Aku masih teringat jelas, suatu malam pas kondisinya bisa diajak komunikasi ia bertanya “din… apakah kakakmu ini bisa sembuh?”, aku tidak tega karena waktu kondisi kakak kambuh, kakak sering nyakitin kalian terutama Ibu..” aku berusaha menahan agar airmata yang makin menggenang dikelopakan ini untuk tidak jatuh, dengan dada yang agak sesak “kak.. semua penyakit itu pasti ada obatnya”. “kamu disini aja ya temenin kakak tidur” sambil menemaninya tidur aku mengambil kitab Durrotun Nasihin dan mambacanya guna menceritakan kisah-kisah hikmah agar kakak ku kuat.

Karena waktu putus asa dia pernah bilang mahu bunuh diri.
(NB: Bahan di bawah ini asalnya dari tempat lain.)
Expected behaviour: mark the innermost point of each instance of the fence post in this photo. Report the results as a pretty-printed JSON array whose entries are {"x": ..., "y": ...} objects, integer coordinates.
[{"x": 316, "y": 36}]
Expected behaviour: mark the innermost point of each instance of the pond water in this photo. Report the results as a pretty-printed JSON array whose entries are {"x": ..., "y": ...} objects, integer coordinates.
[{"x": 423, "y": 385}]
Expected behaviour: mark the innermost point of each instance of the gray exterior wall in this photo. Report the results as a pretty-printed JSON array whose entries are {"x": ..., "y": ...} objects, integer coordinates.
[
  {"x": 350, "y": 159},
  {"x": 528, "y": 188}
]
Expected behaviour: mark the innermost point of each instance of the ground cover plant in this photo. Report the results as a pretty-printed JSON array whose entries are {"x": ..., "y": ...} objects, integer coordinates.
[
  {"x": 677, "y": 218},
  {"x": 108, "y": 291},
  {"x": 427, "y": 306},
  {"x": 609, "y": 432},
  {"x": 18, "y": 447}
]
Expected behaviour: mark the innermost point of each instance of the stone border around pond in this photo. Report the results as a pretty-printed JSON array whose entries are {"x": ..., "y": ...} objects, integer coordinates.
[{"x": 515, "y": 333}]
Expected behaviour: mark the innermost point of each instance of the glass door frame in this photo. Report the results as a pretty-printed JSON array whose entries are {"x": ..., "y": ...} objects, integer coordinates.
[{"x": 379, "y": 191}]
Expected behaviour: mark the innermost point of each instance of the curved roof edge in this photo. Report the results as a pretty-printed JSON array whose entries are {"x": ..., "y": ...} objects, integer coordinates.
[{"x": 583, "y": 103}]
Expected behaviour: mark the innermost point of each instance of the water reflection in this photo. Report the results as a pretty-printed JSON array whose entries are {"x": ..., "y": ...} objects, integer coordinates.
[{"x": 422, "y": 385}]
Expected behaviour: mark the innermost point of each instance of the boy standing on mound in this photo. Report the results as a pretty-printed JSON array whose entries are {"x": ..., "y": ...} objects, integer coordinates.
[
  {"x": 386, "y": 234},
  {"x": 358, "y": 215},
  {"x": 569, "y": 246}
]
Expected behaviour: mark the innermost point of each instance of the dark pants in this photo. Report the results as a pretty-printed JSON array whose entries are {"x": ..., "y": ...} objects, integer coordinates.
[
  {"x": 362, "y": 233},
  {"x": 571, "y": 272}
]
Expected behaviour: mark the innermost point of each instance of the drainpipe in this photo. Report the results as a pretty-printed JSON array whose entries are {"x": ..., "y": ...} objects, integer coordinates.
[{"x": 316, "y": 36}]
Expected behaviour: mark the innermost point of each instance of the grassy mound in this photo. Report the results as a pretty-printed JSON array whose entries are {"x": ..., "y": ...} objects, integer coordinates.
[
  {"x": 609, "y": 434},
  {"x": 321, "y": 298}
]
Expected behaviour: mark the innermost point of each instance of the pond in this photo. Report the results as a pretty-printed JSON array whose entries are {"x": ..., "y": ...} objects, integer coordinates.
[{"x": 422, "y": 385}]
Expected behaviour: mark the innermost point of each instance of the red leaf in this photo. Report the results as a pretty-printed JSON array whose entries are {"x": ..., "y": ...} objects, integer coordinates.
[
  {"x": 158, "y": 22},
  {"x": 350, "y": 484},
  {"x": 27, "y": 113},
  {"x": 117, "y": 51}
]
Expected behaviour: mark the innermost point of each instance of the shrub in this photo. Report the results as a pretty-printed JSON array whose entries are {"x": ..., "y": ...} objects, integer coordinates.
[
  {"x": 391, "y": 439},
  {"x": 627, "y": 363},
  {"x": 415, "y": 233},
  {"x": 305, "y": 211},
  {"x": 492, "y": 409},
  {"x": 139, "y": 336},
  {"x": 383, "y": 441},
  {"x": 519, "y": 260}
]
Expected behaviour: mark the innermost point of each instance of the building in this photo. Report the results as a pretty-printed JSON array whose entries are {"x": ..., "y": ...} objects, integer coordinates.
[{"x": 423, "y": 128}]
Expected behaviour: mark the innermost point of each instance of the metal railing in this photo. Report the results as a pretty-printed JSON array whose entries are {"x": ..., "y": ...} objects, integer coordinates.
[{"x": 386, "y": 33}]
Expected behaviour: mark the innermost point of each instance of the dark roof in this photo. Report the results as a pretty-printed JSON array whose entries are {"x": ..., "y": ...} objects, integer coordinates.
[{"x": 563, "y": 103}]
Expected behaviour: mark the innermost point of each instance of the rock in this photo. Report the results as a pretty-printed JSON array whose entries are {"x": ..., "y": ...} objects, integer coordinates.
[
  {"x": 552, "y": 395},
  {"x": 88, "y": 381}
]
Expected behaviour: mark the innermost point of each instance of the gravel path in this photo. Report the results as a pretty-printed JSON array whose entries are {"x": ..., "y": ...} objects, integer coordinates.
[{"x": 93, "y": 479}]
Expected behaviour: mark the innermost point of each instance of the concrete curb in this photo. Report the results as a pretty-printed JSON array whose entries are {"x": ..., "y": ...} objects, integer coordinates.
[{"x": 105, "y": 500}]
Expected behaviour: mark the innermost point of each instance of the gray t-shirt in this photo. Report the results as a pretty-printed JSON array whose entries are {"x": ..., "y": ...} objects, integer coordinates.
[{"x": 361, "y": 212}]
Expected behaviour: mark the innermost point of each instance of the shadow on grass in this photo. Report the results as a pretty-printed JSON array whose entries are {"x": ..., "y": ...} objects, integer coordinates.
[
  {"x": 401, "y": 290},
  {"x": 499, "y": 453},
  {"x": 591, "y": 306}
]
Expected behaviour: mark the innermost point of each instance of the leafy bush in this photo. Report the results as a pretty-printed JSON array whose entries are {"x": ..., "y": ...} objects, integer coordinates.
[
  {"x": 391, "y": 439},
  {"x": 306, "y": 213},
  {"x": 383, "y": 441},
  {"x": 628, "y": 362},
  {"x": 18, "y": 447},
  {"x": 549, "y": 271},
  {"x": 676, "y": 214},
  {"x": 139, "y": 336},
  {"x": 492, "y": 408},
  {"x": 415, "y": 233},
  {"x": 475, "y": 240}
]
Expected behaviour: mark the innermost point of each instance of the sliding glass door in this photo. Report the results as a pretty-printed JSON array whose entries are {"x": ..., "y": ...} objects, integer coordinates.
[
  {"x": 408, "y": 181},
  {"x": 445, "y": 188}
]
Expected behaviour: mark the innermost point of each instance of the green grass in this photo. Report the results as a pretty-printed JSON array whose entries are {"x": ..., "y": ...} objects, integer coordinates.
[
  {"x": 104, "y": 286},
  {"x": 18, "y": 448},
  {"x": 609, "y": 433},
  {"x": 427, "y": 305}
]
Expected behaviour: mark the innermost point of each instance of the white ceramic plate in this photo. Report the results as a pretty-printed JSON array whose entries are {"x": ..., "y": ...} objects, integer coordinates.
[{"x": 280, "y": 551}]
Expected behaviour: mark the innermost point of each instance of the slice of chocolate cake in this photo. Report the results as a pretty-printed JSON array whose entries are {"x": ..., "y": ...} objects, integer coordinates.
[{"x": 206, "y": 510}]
Hingga keluarga memutuskan untuk membawanya ke pondok khusus yang menangani orang-orang yang mengalami gangguan jiwa tepatnya.

Hampir tiga tahun sudah kakakku sakit. Belum selesai dengan satu cobaan, tiba-tiba kakak ku yang sulung memberi kabar “din.. cepet pulang  fidhun masuk rumah sakit”. Masyaa Alloh… ia divonis mengidap penyakit gagal ginjaal!!! di umurnya yang baru 22 tahun.

Masih aku ingat.. saat ia merintih kesakitan yang teramat sangat, menahan rasa dahaga melebihi dahaganya orang yang berpuasa karena dokter hanya memperbolehkan maksimal satu hari minumnya tidak boleh lebih dari setengah gelas. Masih teringat jelas ketika ia merengek minta minum “kak.. minta satu cendok aja… masak gak boleh” hampir menangis aku melihatnya,  sambil tersenyum aku mengusap dahinya yang keringetan, seraya ku hibur biar sejenak dia lupa akan dahaganya.

Tiga puluh sembilan hari sudah dia dalam kondisi kritis dan tidak berdaya.
“Astaghfirulloh…. Ya Alloh… hamba mohon ampun” keluhnya sambil menangis, “Bu’… tolong sampein kepada semua orang di desa kita, aku minta maaf kalau pernah berbuat salah pada mereka semua,” Ibuku hanya mengangguk menahan tangis, “kak… kak sabih sedang apa ya sekarang… aku nyesel dulu waktu aku sehat gak pernah ngejenguk dia”. Akupun tidak bisa berkata apa-apa.

Tibalah dimalam ke empat puluh ia dirawat di rumah sakit. Sehabis menunaikan sholat maghrib, aku dan kakak sulungku Rey, menemani dipinggir ranjangnya, “Ya Alloh…!!! sakit kaakkk…. sakiiitttt”, sambil terengah-engah “kak…. kok susah banget bernafas..” tubuhku pun merinding, dentuman jantungkupun kian tidak beraturan karena dilanda kehawatiran yang sangat.

Dengan bergegas kakak sulungku memanggil dokter. Hingga akhirnya sambil ku genggam erat tanggannya dan kurasakan tubuh yang dulunya hangat menjadi dingin, hingga ahirnya aku beru menyadari bahwa adikku sudah tidak bernyawa lagi. “INNAA LILLAHI WAINNAA ILAIHI ROJI’UN…”.

Selamat jalan adikku… kakak yakin, rasa sakit yang kau alami bisa menjadikanmu kederejat syahid akhirat.

Niat sucimu ingin memberangkatkan haji kedua orang tuamu, semoga menjadi salah satu amalan yang diterima Tuhanmu.